Another conservatorship hearing was scheduled for April 17 to go over attorney fees in probate court, just as they were addressed in family court earlier on Monday. Britney also opted not to attend that hearing in her custody battle with Kevin Federline, in which her attorney asked the family court to reduce nearly $500,000 in legal fees, since she had been ordered to pay her ex's bills.
Spears' latest attorney in her custody case, Stacy Phillips, told the court that Federline's attorney Mark Vincent Kaplan was overcharging for his services. He had changed his rates midbattle and hired an associate, charging a rate of $600/hour for each of them. Phillips said it wasn't necessary for both lawyers to attend the hearings, and she also criticized Kaplan for bundling his fees to make them "impossible to scrutinize."
When Phillips said Kaplan's fee of $450,000-$500,000 was too high, Commissioner Scott Gordon asked her to suggest an alternate figure. "That's putting me on the spot," Phillips responded. "I just want to know where you're coming from," Gordon said.
Ultimately, Phillips said a sum of $150,000-$175,000 would be more reasonable, though she believed that Federline should have to foot at least part of the bill himself, pointing out that he'd recently listed expenses of $20,000 for jewelry, and handed out a $2,000 tip for a $365 bar bill.

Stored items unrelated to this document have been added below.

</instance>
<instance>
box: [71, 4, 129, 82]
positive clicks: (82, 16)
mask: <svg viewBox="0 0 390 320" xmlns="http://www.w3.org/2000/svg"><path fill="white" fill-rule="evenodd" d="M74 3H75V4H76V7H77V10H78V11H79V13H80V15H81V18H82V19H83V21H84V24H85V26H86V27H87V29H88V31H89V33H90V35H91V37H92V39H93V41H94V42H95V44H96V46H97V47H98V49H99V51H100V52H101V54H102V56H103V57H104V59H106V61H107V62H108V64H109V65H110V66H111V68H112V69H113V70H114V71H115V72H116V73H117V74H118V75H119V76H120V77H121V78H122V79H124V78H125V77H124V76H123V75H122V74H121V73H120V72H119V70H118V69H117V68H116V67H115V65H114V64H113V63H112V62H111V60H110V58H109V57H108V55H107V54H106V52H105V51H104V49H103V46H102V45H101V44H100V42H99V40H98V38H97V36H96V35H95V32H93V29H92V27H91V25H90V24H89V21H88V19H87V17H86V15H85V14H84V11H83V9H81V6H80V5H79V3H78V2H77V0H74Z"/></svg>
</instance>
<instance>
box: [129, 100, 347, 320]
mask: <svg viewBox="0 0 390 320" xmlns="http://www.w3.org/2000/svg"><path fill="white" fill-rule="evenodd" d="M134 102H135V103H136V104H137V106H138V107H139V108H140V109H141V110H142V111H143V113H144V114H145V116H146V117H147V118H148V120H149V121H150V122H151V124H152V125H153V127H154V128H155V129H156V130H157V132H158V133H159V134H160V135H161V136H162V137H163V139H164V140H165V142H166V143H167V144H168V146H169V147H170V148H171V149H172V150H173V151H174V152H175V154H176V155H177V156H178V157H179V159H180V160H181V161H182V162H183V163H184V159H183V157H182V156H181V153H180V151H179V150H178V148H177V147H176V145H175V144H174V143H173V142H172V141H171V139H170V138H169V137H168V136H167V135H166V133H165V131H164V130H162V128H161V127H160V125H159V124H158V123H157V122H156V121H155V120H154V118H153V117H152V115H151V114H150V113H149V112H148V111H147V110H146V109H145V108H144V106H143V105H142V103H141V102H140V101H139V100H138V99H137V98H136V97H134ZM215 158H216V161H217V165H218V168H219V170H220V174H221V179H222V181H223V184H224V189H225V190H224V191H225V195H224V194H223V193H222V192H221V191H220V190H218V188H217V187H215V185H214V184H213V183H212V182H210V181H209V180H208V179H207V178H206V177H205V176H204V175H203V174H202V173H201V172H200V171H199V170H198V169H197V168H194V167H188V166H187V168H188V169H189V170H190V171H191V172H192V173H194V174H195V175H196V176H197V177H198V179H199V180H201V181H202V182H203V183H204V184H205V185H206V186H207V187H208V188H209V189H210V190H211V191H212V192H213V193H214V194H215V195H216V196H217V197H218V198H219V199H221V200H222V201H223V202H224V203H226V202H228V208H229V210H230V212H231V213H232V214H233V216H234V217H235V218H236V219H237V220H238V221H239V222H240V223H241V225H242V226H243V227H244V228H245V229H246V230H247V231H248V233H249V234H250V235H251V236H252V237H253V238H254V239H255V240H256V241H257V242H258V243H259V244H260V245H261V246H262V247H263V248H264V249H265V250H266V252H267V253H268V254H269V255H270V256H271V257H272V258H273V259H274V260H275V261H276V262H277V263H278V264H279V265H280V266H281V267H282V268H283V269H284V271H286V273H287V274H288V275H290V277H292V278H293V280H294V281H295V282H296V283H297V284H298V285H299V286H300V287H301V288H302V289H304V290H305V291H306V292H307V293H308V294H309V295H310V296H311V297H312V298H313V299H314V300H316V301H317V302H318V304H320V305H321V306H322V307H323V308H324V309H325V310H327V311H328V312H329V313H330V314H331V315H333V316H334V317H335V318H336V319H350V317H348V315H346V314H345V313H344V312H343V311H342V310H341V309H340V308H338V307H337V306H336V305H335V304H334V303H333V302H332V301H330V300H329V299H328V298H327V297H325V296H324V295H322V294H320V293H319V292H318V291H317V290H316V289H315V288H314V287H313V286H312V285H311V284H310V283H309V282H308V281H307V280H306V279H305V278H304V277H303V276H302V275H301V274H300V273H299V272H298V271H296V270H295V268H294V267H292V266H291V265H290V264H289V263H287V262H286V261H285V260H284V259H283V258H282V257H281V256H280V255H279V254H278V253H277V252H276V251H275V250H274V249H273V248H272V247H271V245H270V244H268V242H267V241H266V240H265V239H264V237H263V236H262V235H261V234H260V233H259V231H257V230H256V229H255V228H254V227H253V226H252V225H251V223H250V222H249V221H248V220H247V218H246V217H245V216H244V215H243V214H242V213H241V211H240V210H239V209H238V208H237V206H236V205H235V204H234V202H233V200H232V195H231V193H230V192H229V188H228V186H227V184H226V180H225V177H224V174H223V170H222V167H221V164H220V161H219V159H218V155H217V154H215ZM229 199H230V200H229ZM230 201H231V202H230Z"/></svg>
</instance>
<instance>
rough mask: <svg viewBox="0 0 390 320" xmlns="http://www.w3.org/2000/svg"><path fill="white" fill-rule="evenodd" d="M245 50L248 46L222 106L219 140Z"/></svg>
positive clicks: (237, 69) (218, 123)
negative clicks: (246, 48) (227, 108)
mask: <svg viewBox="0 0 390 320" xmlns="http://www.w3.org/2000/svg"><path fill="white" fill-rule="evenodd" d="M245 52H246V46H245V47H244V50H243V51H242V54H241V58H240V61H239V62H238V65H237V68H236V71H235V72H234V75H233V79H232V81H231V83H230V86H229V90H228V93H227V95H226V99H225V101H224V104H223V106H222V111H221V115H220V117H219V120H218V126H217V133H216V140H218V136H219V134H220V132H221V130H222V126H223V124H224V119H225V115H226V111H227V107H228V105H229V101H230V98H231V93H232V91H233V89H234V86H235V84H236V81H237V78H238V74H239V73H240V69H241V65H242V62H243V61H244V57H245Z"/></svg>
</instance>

"This is not a normal case," Kaplan countered, citing the monitored visitation, conservatorship and frequent emergency hearings as factors making this particular custody battle more complex than most, requiring more time on his part, as well as the hiring of associate Jim Simon. Citing a family-law code that supports a level playing field, Kaplan argued that since Spears was spending between $800,000-$900,000 on her own lawyers' expenses, Federline should be able to spend an equal amount, especially when he was trying to protect the children from what Kaplan described as "a dangerous situation."
Phillips also tried — unsuccessfully — to get more visitation rights for the pop star in a closed session. "There's no change in the existing order," Parachini said. "It's a work in progress, but it's status quo on visitation." However, Kaplan predicted that this would change in the future and the opposing sides would become "more collaborative" in the future. Another good sign for Britney was that Federline and his former father-in-law were quite friendly, chatting for about 15 minutes before the hearing started.
Commissioner Gordon took the fee dispute under advisement but did not rule on the matter during the hearing on Monday. "It's not clear when he'll be ruling, but if I were a betting man, I would say not today," Parachini said.
Separate hearings were also set in the family and probate courts to discuss psychological and medical evaluations of the embattled pop star and how they will affect her ability to be a mom and make financial decisions, respectively. The family court hearing is set for May 6, while the probate court hearing will be on May 29.